Wednesday, January 18, 2006

Northern Spotted Owl



EATS ->





In the Feb 2006 issue of Outdoor Life the editor relates the sad fact that the environmentalists had it all wrong about the Spotted Owl. Sad, that is for the 130,000 people who lost their jobs!

Having been placed on the endangered list in 1990, the Clinton administration (in the mid 90's), banned all logging on 24 million acres in the Pacific North West. This shut down the logging industry and therefore the loss of jobs.

The population of the Spotted Owl has continued to decline even though there has been no logging. Seems as though the reason is the fact that the Barred Owl's favorite target is the Spotted Owl! Heavens me! Did we jump to conclusions back in 1995?

Just another example of how the left, the environmentalists in this case, are really anti-capitalist when it comes right down to it.

2 comments:

Alasdair said...

True in many cases. But more nefarious is the bird people keeping mum on the fact that barred owls and spotted owls hybridize (aka viable offspring), which suggests they're the same species anyway.

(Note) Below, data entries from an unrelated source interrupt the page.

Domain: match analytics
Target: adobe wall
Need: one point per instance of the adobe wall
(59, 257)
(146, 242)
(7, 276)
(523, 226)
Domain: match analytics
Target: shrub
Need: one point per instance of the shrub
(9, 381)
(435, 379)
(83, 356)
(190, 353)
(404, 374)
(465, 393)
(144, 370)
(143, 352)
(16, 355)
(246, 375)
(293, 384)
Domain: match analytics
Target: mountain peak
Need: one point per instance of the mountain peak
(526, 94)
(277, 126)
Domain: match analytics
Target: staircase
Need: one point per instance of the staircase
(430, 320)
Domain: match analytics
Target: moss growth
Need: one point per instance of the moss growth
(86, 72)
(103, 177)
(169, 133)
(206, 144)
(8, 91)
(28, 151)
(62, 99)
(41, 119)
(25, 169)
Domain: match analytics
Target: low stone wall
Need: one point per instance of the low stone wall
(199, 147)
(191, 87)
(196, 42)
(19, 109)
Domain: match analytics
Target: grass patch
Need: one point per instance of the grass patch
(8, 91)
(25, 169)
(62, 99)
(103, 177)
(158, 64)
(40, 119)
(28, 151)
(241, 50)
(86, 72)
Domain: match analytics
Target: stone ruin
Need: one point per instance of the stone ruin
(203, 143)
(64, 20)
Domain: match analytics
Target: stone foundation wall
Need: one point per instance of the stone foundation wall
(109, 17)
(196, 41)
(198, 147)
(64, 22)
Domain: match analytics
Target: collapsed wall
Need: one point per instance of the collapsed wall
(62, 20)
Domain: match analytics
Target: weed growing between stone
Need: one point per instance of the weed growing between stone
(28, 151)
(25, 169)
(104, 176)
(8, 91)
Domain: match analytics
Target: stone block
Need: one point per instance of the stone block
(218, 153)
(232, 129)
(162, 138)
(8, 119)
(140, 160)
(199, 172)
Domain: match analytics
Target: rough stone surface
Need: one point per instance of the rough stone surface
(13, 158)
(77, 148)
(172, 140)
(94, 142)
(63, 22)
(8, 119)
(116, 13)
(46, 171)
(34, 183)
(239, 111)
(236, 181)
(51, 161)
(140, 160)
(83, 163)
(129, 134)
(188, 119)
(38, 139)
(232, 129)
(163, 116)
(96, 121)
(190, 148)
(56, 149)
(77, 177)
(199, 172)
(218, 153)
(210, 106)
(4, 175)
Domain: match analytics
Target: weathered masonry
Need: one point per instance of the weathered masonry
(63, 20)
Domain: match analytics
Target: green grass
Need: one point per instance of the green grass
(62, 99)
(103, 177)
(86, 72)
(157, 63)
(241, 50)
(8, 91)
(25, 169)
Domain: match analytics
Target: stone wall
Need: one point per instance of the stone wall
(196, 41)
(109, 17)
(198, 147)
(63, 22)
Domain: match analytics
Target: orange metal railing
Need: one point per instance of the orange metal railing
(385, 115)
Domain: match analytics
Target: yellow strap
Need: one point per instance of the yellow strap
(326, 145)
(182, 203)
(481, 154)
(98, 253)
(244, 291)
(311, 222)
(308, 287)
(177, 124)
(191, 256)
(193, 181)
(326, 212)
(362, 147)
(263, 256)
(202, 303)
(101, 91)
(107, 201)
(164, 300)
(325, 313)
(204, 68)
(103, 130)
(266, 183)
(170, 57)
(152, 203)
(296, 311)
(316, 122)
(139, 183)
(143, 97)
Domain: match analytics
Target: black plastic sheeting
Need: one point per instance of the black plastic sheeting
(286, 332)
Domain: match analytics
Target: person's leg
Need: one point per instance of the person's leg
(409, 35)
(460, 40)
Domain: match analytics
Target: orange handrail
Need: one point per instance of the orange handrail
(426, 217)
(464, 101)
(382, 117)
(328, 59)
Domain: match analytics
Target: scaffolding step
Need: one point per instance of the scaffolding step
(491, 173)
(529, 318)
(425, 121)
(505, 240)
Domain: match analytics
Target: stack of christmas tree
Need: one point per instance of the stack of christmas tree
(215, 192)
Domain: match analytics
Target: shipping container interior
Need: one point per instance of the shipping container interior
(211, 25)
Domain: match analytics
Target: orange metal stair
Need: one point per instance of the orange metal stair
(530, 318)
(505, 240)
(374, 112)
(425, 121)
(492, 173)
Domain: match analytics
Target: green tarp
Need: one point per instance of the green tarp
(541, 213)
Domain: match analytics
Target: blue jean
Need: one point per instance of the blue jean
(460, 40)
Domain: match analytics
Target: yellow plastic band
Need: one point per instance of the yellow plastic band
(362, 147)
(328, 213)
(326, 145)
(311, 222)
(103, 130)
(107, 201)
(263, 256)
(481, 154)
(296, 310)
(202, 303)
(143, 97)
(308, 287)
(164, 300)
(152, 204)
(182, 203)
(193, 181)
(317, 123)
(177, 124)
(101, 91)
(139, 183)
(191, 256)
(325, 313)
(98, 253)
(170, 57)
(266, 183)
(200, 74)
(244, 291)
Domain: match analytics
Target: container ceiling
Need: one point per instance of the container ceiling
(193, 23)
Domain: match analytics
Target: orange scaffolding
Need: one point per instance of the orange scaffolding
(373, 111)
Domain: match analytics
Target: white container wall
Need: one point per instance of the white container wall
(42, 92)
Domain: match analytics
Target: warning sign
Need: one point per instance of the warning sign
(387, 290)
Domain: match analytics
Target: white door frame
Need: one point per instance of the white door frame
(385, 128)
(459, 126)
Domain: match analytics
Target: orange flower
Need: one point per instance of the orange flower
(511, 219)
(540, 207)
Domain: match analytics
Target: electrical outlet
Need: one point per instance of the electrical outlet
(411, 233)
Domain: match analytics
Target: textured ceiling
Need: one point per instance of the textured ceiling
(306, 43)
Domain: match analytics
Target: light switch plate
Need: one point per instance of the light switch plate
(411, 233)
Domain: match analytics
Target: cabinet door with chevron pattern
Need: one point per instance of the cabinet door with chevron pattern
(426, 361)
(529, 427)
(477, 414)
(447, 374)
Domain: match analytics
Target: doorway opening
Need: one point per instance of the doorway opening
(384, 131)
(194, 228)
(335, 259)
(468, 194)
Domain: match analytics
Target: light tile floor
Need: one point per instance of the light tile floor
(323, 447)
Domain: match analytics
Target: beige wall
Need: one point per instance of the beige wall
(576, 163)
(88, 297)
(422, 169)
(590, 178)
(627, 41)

It's not like people think that humans that look different from one another belong to different species.

On the other hand, the barred owl is said to be less picky about living where there's logging, so the intra- or interspecies competition (depending on your taxonomic leanings) could be a warning sign that the logging was stopped too late, not too early, and maybe when the forest gets old enough - and we're all long since dead - a balance will be reached.

I think this all stands as an example of how people on the left and right tend to overlook the more complex but accurate explanations when the simple but inaccurate ones suit their agendas.

Anonymous said...

when forests get old enough and we're all long since dead ...

The spotted owl became a much needed poster child for the remaining old growth forests. The clean water these forests provide us alone will soon be worth more than their value at the mill.